Perhaps, as happens with junk TV, the suburban city is not so much what “the people” ask for as what is offered to “the people”. Maybe the offer boils down to a view of economic benefits according to which it would be more profitable to construct mass-produced homes on little blocks with no urban value than to take on the complexity of the consolidated city centre. In any case, the suburban imaginary is a source of attraction and repulsion for many film makers. There are quite a lot of films in which the suburb appears as the background or even a main theme of the story. A documentary like The End of Suburbia is nourished by the Prelinger Archives, which offers a host of audiovisual works about the suburbs and the automobile. In high-grossing films like American Beauty (Sam Mendes, 1999) and Edward Scissorhands (Tim Burton, 1990), the inner chaos of the main characters contrasts with the apparently peaceful and perfect appearance of their suburban neighbourhoods. The lives of the characters in series like Desperate Housewives (Marc Cherry, 2004) and Mad Men (Matthew Weiner, 2007) are confined in the same setting.
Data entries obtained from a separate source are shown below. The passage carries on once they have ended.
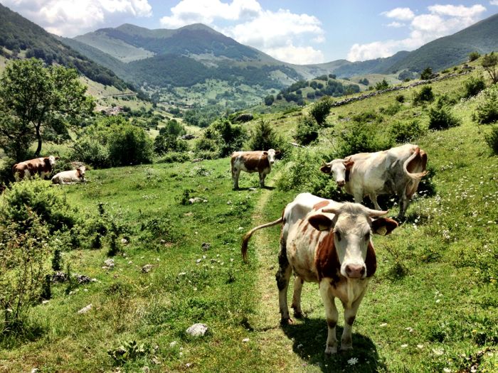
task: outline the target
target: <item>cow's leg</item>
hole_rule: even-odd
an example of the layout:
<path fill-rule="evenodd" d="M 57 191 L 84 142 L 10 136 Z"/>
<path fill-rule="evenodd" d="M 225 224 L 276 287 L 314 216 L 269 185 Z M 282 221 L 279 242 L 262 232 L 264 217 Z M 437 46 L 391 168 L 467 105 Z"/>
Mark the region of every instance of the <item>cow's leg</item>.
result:
<path fill-rule="evenodd" d="M 302 317 L 302 310 L 301 309 L 301 292 L 302 291 L 302 283 L 304 280 L 299 276 L 294 277 L 294 295 L 292 296 L 292 304 L 291 307 L 294 308 L 294 317 L 301 318 Z"/>
<path fill-rule="evenodd" d="M 238 175 L 240 174 L 240 170 L 238 168 L 232 169 L 232 180 L 233 180 L 233 189 L 238 189 Z"/>
<path fill-rule="evenodd" d="M 265 188 L 265 178 L 266 178 L 266 174 L 260 172 L 260 187 Z"/>
<path fill-rule="evenodd" d="M 336 337 L 336 325 L 339 313 L 334 301 L 334 296 L 330 291 L 330 279 L 324 279 L 320 281 L 320 296 L 325 306 L 325 317 L 328 326 L 327 345 L 325 353 L 327 355 L 337 352 L 337 337 Z"/>
<path fill-rule="evenodd" d="M 278 304 L 280 309 L 280 323 L 282 325 L 287 324 L 292 320 L 289 316 L 289 307 L 287 304 L 287 290 L 289 287 L 290 275 L 292 274 L 292 267 L 287 257 L 287 249 L 285 244 L 280 244 L 280 252 L 278 254 L 278 271 L 275 275 L 277 286 L 278 287 Z"/>
<path fill-rule="evenodd" d="M 377 195 L 375 193 L 370 193 L 369 194 L 369 197 L 370 198 L 370 200 L 372 201 L 374 203 L 374 207 L 376 210 L 382 210 L 381 208 L 381 206 L 378 205 L 378 203 L 377 202 Z"/>
<path fill-rule="evenodd" d="M 363 296 L 365 295 L 366 287 L 363 291 L 360 296 L 348 307 L 348 305 L 344 304 L 344 329 L 342 331 L 342 337 L 341 337 L 341 351 L 353 349 L 353 341 L 351 331 L 353 330 L 353 323 L 356 317 L 358 308 L 360 306 Z"/>

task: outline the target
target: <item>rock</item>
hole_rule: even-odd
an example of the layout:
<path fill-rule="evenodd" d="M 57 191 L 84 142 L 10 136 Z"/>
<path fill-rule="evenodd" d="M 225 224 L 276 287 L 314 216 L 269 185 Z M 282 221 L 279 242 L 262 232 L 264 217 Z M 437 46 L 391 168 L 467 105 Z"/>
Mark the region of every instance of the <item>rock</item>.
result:
<path fill-rule="evenodd" d="M 152 264 L 145 264 L 142 267 L 142 271 L 144 274 L 148 274 L 152 269 Z"/>
<path fill-rule="evenodd" d="M 88 312 L 90 309 L 92 308 L 92 303 L 90 303 L 88 306 L 86 307 L 83 307 L 81 308 L 79 311 L 78 311 L 78 313 L 86 313 Z"/>
<path fill-rule="evenodd" d="M 186 333 L 193 337 L 203 337 L 208 333 L 208 325 L 206 324 L 197 323 L 189 328 Z"/>

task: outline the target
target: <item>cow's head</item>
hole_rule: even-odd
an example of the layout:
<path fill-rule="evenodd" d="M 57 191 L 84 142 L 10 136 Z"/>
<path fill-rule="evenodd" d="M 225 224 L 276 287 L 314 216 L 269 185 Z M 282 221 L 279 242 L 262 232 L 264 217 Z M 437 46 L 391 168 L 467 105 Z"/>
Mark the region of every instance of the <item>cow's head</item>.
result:
<path fill-rule="evenodd" d="M 371 210 L 359 203 L 346 202 L 325 207 L 310 216 L 308 221 L 314 228 L 334 234 L 333 245 L 341 274 L 349 279 L 365 279 L 373 274 L 371 272 L 376 266 L 371 234 L 388 234 L 398 227 L 395 220 L 381 217 L 387 212 Z M 367 259 L 369 250 L 374 257 Z M 368 268 L 369 260 L 374 261 L 373 269 Z"/>
<path fill-rule="evenodd" d="M 324 173 L 332 173 L 332 177 L 337 183 L 337 186 L 343 187 L 346 181 L 349 181 L 349 171 L 354 164 L 354 161 L 351 161 L 351 158 L 334 159 L 324 163 L 320 167 L 320 171 Z"/>
<path fill-rule="evenodd" d="M 263 151 L 263 153 L 265 154 L 267 157 L 268 157 L 268 162 L 270 163 L 270 166 L 272 166 L 273 163 L 275 163 L 275 157 L 280 153 L 280 151 L 269 149 L 267 151 Z"/>

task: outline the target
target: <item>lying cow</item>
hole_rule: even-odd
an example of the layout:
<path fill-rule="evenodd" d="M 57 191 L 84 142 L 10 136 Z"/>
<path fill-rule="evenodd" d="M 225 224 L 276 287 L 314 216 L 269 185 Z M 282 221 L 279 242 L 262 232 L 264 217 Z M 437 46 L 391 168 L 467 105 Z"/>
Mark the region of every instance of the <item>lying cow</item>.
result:
<path fill-rule="evenodd" d="M 240 171 L 260 174 L 260 186 L 265 187 L 265 178 L 272 171 L 275 157 L 280 153 L 279 150 L 270 149 L 267 151 L 235 151 L 232 153 L 231 164 L 233 189 L 238 189 L 238 175 Z"/>
<path fill-rule="evenodd" d="M 54 175 L 52 183 L 54 184 L 74 184 L 85 182 L 85 166 L 80 166 L 75 170 L 62 171 Z"/>
<path fill-rule="evenodd" d="M 55 161 L 59 157 L 50 156 L 19 162 L 12 166 L 12 173 L 18 180 L 28 179 L 36 174 L 44 179 L 51 174 L 53 166 L 55 166 Z"/>
<path fill-rule="evenodd" d="M 301 291 L 304 281 L 317 282 L 329 327 L 326 354 L 337 352 L 336 325 L 339 315 L 336 297 L 344 308 L 341 350 L 352 349 L 353 323 L 369 281 L 377 267 L 371 234 L 388 234 L 398 227 L 392 219 L 378 217 L 386 213 L 359 203 L 340 203 L 302 193 L 285 207 L 281 218 L 256 227 L 244 236 L 242 255 L 245 259 L 248 242 L 255 231 L 282 223 L 276 276 L 281 321 L 292 322 L 287 290 L 292 271 L 292 307 L 296 318 L 302 315 Z"/>
<path fill-rule="evenodd" d="M 396 195 L 399 198 L 398 219 L 402 219 L 417 191 L 418 183 L 427 175 L 427 154 L 418 146 L 407 144 L 397 148 L 376 153 L 360 153 L 334 159 L 325 163 L 320 170 L 332 173 L 339 187 L 361 203 L 368 195 L 376 210 L 377 195 Z"/>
One notable example is The Truman Show (Peter Weir, 1998), which was filmed in Seaside (Florida). Besides being a film set it is a real town, an example of New Urbanism and designed in accordance with criteria of perfection similar to those used for the TV show set where Truman lives. There are even opposite cases where real urban planning seems to have been inspired by a set. This is the case with the town of “Celebration”, a Disney creation and the most saccharine version of American suburbia, which might have been the ideal set for The Stepford Wives (Bryan Forbes, 1975), where the wives of local men, robotised into submission, are pillars of neighbourhood and family harmony.
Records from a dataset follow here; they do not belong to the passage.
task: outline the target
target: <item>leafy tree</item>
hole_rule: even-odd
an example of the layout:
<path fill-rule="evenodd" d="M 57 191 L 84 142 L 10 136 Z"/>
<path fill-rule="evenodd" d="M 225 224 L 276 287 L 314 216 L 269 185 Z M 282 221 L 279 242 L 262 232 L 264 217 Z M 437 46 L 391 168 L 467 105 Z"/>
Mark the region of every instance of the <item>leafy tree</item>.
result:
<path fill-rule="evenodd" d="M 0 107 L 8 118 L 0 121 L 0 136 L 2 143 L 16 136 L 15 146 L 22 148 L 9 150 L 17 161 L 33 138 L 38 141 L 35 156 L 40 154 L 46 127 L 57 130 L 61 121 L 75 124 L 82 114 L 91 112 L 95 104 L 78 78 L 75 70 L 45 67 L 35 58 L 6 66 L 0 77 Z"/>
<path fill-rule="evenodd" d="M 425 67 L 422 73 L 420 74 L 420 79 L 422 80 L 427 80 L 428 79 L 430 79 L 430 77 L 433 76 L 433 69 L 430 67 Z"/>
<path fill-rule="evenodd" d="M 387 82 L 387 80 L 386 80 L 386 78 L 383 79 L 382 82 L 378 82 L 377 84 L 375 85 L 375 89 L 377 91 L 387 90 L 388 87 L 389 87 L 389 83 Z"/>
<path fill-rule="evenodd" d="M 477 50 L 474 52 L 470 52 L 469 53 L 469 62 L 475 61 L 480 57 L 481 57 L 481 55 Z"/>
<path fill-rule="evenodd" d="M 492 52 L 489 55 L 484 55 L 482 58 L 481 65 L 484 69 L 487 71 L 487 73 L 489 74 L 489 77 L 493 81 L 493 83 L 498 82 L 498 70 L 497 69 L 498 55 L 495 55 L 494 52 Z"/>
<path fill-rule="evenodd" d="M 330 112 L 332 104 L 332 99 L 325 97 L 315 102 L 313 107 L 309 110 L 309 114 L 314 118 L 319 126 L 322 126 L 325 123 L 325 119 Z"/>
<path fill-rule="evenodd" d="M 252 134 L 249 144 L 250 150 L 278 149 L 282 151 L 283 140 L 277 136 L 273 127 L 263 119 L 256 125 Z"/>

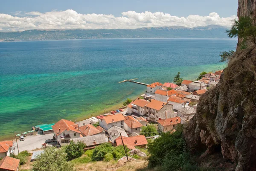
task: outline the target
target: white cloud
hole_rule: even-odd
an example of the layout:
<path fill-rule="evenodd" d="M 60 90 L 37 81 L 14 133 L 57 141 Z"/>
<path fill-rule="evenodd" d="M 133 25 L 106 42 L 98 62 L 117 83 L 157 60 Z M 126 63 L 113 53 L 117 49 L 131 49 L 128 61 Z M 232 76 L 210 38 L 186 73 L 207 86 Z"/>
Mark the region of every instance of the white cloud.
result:
<path fill-rule="evenodd" d="M 146 11 L 140 13 L 131 11 L 122 12 L 122 16 L 116 17 L 112 14 L 78 14 L 72 9 L 52 11 L 44 13 L 38 12 L 23 13 L 17 12 L 16 14 L 20 17 L 0 14 L 0 28 L 2 30 L 135 29 L 164 26 L 193 27 L 210 24 L 230 26 L 232 20 L 237 18 L 235 15 L 221 17 L 215 12 L 211 12 L 206 16 L 191 15 L 187 17 L 178 17 L 161 12 L 152 13 Z"/>

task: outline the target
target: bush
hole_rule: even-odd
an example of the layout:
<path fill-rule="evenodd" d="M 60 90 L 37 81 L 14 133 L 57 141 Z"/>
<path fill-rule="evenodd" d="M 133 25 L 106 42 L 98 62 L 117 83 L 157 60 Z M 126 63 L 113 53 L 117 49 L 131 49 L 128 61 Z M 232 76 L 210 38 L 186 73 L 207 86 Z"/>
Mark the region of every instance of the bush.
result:
<path fill-rule="evenodd" d="M 103 160 L 107 153 L 112 151 L 113 148 L 111 144 L 108 142 L 97 146 L 93 150 L 92 159 L 93 161 Z"/>
<path fill-rule="evenodd" d="M 104 156 L 104 161 L 105 162 L 109 162 L 110 160 L 113 159 L 113 158 L 114 157 L 111 152 L 109 152 Z"/>
<path fill-rule="evenodd" d="M 76 143 L 71 140 L 70 144 L 64 148 L 68 160 L 71 160 L 82 156 L 84 154 L 84 149 L 86 147 L 83 142 L 79 141 Z"/>

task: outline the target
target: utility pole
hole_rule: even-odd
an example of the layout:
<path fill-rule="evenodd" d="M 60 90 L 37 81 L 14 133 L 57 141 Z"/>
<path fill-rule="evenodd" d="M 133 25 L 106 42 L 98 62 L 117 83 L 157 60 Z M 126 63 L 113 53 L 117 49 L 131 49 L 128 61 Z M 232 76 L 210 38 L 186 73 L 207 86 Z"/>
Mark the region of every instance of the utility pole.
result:
<path fill-rule="evenodd" d="M 17 142 L 17 139 L 16 138 L 16 132 L 14 131 L 14 134 L 15 134 L 15 139 L 16 140 L 16 144 L 17 145 L 17 148 L 18 149 L 18 154 L 20 154 L 19 151 L 19 146 L 18 146 L 18 142 Z"/>
<path fill-rule="evenodd" d="M 120 136 L 121 136 L 121 139 L 122 139 L 122 143 L 123 146 L 124 146 L 124 150 L 125 150 L 125 155 L 126 156 L 126 158 L 127 158 L 127 162 L 128 162 L 128 155 L 127 155 L 127 154 L 126 153 L 126 151 L 125 151 L 125 146 L 124 142 L 122 140 L 122 135 L 121 134 L 121 132 L 119 132 L 119 133 L 120 133 Z"/>

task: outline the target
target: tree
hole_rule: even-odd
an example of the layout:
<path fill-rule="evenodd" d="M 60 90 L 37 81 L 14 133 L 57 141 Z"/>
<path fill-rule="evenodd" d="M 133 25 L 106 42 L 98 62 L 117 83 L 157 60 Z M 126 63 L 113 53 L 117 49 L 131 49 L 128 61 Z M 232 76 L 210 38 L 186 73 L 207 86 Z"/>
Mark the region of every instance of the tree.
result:
<path fill-rule="evenodd" d="M 235 51 L 230 50 L 228 52 L 221 52 L 221 54 L 219 55 L 221 56 L 221 61 L 220 61 L 220 62 L 223 62 L 227 61 L 228 61 L 231 58 L 234 53 Z"/>
<path fill-rule="evenodd" d="M 203 71 L 202 72 L 200 73 L 200 74 L 199 74 L 199 76 L 198 76 L 198 78 L 199 79 L 202 79 L 203 76 L 206 74 L 207 74 L 207 72 L 205 71 Z"/>
<path fill-rule="evenodd" d="M 79 141 L 75 143 L 74 141 L 70 141 L 70 144 L 64 147 L 67 159 L 71 160 L 81 157 L 84 154 L 84 149 L 86 147 L 86 145 L 82 142 Z"/>
<path fill-rule="evenodd" d="M 145 136 L 151 136 L 158 134 L 157 128 L 153 125 L 148 125 L 146 126 L 143 126 L 141 128 L 140 135 L 144 135 Z"/>
<path fill-rule="evenodd" d="M 131 99 L 127 98 L 126 100 L 125 100 L 123 103 L 123 104 L 124 106 L 127 106 L 132 101 L 132 100 Z"/>
<path fill-rule="evenodd" d="M 176 83 L 177 85 L 180 86 L 183 81 L 183 79 L 180 78 L 180 72 L 179 72 L 173 78 L 173 81 Z"/>
<path fill-rule="evenodd" d="M 64 148 L 49 147 L 38 157 L 33 165 L 34 171 L 73 171 L 73 165 L 67 161 Z"/>

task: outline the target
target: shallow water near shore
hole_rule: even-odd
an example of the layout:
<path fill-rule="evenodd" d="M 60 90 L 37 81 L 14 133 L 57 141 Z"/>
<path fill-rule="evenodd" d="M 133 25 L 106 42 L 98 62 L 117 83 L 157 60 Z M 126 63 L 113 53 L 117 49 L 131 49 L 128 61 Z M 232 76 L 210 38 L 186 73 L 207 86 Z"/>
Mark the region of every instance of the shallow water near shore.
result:
<path fill-rule="evenodd" d="M 147 84 L 222 69 L 234 39 L 138 39 L 0 43 L 0 139 L 40 122 L 87 118 L 122 105 Z"/>

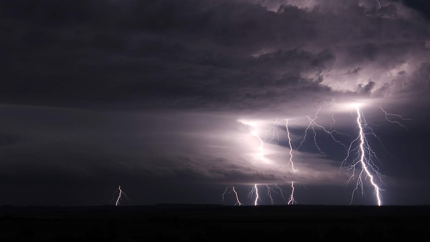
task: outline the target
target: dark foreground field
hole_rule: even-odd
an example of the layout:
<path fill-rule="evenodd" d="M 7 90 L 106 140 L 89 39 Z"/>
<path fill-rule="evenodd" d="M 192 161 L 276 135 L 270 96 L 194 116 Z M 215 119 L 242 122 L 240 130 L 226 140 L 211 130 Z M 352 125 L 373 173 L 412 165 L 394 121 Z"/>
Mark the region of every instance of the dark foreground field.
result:
<path fill-rule="evenodd" d="M 2 206 L 0 241 L 418 241 L 429 219 L 428 206 Z"/>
Nevertheless, just as reality demolished the “Celebration” dream when robberies, sex crimes, murders and wife-swapping reared their ugly heads, it also seems that present-day reality somehow contradicts the thesis of The End of Suburbia. Some people say that the world is not becoming increasingly urban but increasingly suburban. It would therefore seem reasonable to look for ways to make urban fabric denser, to promote public transport, to mingle uses and reinforce public space in order to recover the urbanity of the city. This is what is discussed in the documentary Aprendiendo del New Urbanism (Learning from New Urbanism – with a Spanish title but spoken in English), which comes with the publication Postsuburbia, edited by Zaída Muxí, and also dealt with by Ellen Dunham-Jones (in quite an optimistic fashion) in her TED talk “Retrofitting Suburbia". In contrast with these positions, one finds what could be a Darwinian evolution of the suburb towards the more controversial and perhaps sinister gated community. This is no longer the “ideal” neighbourhood but a whole “gated city” that gives its inhabitants what they need and frees them of worries about extramural violence. Paradoxically, however, even the people responsible for generating this outside violence choose these idyllic neighbourhoods for their own quiet family life. Just like Tony Soprano would do at the end of a day’s work.